Visual Studio 2008 Licensing WTF



  • So I'm pretty sure that I'm The Real WTF here, but here goes...

    For a little while now, we've been buying Visual Studio Standard, one license at a time. They're cheap ($299), come with a cool box, and the higher-end ones like Pro ($549) and  Pro+MSDN ($1119) don't add that much more value, especially with an Action Pack subscription.

    Anyway, it was time to buy a new license so I went to Amazon and added it to my cart. Before checking out, I thought, hey,I have an unused 2005 license, maybe i can upgrade and save some cash? I went back, did another search, and found that there was an Upgrade edition version that cost $100 less. Neat, what do I need to be eligible?

    To qualify for upgrade pricing, you must be a licensed user of one of the following products:

    • An earlier version of Microsoft Visual Studio
    • Any other developer tool (including free developer tools, such as Visual Studio Express Editions or Eclipse)

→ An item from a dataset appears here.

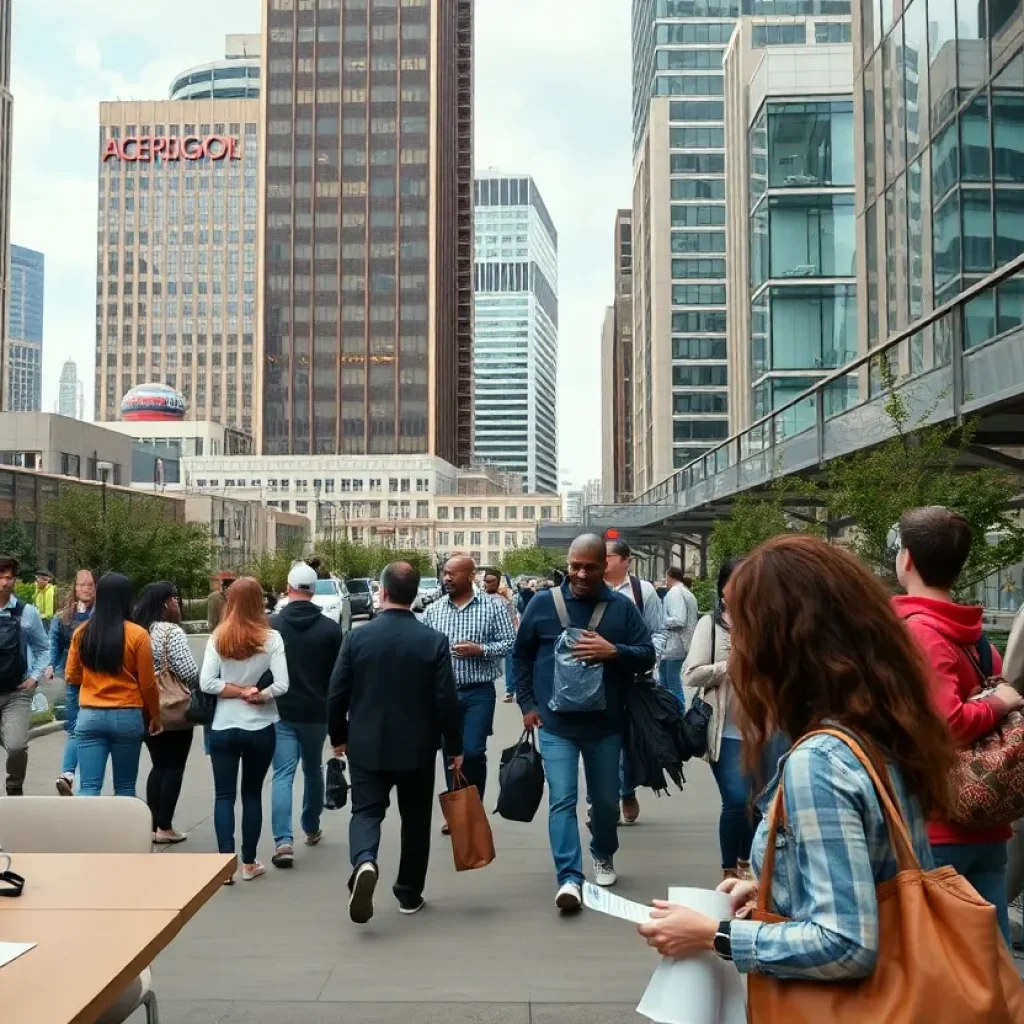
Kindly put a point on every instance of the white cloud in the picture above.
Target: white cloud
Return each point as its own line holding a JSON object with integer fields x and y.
{"x": 552, "y": 100}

    See: http://msdn.microsoft.com/it-it/vs2008/products/cc263904(en-us).aspx

    That's right. Every one is eligible for the upgrade, no questions asked. If your computer has something like, say notepad.exe as the primary development tool, then you're good to go! In other words, the only people who buy the full version are suckers.

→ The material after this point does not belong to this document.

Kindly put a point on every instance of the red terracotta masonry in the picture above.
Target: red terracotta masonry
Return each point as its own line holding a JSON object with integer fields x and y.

    Now don't I feel like a sucker. Well, at least I saved on one license...



  •  Welcome to the real world of suckers, sucker!

    :-)



  • But isn't going from notepad to visual studio 2008 a downgrade?
    (ducks)



  • @Daid said:

    But isn't going from notepad to visual studio 2008 a downgrade?
    (ducks)
     

    Certainly not: VS has line numbers, NotePad hasn't. And (presumably) proper UTF-8 support and recognition of \n line-endings (tho I can't be sure on the last two, it's been years since I worked with either NotePad or VS). See? There's really no reason not to upgrade to the latest version of VS right now!



  • @Monomelodies said:

    @Daid said:

    But isn't going from notepad to visual studio 2008 a downgrade?
    (ducks)
     

    Certainly not: VS has line numbers, NotePad hasn't. 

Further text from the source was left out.